It’s rare that I would write a post based on two, back-to-back posts of another blogger. And, I’m not one to laud the big agencies or the guys at the top of the PR pile.
But, Richard Edelman has had two interesting (for me, at least) posts in the last week that I would recommend as reading for anyone interested in PR and social media and the impact of new technologies on the news business and the work of media relations specialists.
The Old Lions Roar is Edelman eavesdropping on the PRWeek panel in Chicago last week featuring the founders of public relations as we have known it in the past half century or so: Dan Edelman, Harold Burson, David Finn and Al Golin. Apart from their work ethic and longevity, what surprised me was their common background prior to PR in the military and in the news business.

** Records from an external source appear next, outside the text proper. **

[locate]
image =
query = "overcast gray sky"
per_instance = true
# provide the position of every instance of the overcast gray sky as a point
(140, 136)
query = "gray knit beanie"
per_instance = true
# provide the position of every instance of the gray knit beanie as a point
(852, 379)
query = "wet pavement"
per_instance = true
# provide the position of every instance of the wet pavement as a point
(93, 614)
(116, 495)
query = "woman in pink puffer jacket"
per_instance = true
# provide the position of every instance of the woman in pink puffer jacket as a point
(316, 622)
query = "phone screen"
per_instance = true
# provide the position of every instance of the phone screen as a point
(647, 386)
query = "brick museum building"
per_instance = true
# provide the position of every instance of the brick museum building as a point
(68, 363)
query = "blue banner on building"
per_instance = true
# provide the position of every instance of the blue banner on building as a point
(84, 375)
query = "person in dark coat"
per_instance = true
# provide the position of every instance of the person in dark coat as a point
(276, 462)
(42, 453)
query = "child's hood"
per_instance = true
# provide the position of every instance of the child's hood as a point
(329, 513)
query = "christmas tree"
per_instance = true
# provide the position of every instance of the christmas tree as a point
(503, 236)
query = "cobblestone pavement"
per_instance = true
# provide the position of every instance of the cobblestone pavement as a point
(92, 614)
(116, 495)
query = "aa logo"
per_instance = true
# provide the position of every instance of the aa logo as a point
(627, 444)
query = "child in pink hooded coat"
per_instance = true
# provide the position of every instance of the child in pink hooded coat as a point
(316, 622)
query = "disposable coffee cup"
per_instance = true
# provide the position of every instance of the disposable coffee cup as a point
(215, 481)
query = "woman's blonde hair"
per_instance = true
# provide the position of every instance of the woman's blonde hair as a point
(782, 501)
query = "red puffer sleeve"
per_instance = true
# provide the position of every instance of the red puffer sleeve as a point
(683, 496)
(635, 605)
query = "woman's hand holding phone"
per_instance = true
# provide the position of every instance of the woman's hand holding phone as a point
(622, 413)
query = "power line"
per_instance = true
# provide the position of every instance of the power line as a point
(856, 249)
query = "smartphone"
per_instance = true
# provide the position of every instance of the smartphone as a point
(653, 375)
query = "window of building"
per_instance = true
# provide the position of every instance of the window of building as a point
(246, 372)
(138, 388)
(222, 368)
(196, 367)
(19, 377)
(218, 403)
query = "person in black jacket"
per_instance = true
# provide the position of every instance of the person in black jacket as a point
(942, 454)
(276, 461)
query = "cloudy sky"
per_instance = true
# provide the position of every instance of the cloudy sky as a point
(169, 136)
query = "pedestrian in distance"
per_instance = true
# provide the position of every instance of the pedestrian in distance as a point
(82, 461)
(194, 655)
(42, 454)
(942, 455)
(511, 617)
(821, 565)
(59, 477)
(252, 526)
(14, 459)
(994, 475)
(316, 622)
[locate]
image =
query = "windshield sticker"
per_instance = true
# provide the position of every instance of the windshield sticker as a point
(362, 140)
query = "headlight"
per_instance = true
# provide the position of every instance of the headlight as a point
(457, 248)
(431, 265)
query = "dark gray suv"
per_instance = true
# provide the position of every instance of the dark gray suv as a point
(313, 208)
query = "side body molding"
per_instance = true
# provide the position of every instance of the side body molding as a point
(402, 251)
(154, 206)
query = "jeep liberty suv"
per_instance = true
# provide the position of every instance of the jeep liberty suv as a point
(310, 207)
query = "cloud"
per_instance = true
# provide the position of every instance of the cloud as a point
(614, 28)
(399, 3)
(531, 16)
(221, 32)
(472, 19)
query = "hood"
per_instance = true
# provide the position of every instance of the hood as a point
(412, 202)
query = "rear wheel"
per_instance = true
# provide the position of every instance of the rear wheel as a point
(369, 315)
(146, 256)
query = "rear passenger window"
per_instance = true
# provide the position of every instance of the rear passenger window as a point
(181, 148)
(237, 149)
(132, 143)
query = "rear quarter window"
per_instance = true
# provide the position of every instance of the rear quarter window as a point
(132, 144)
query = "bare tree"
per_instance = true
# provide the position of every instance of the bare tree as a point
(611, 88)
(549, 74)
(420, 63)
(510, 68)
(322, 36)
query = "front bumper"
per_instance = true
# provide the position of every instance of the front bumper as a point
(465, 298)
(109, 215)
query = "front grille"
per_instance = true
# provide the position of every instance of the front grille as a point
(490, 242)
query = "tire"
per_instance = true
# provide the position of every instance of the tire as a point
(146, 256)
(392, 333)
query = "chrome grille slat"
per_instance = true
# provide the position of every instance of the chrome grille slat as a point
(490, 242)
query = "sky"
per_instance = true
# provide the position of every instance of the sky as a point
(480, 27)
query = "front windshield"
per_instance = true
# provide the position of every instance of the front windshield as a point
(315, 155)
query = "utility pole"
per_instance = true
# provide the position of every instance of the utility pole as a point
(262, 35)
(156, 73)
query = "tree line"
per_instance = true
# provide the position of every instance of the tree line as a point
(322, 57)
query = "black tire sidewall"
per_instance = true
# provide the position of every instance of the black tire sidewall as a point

Tectonic Plates Shifting is a summary of Edelman’s notetaking from the second annual New Media Academic Summit hosted by Edelman and PRWeek in Chicago. I found particularly interesting the comments that newspapers continue to segregate digital and print content (despite so many signs that vanguard newsrooms have already “gotten it” in the U.S. and Europe, particularly); as well as the recognition that the top-down model of communications is clearly being/has now been replaced by what is being called the “open dialogue” model.
You may or may not like Edelman’s 6 a.m. blog, but I found both of these pieces informative and a real contribution to the ongoing debate about what PR and the news media have been and are becoming in the era of Web 2.0.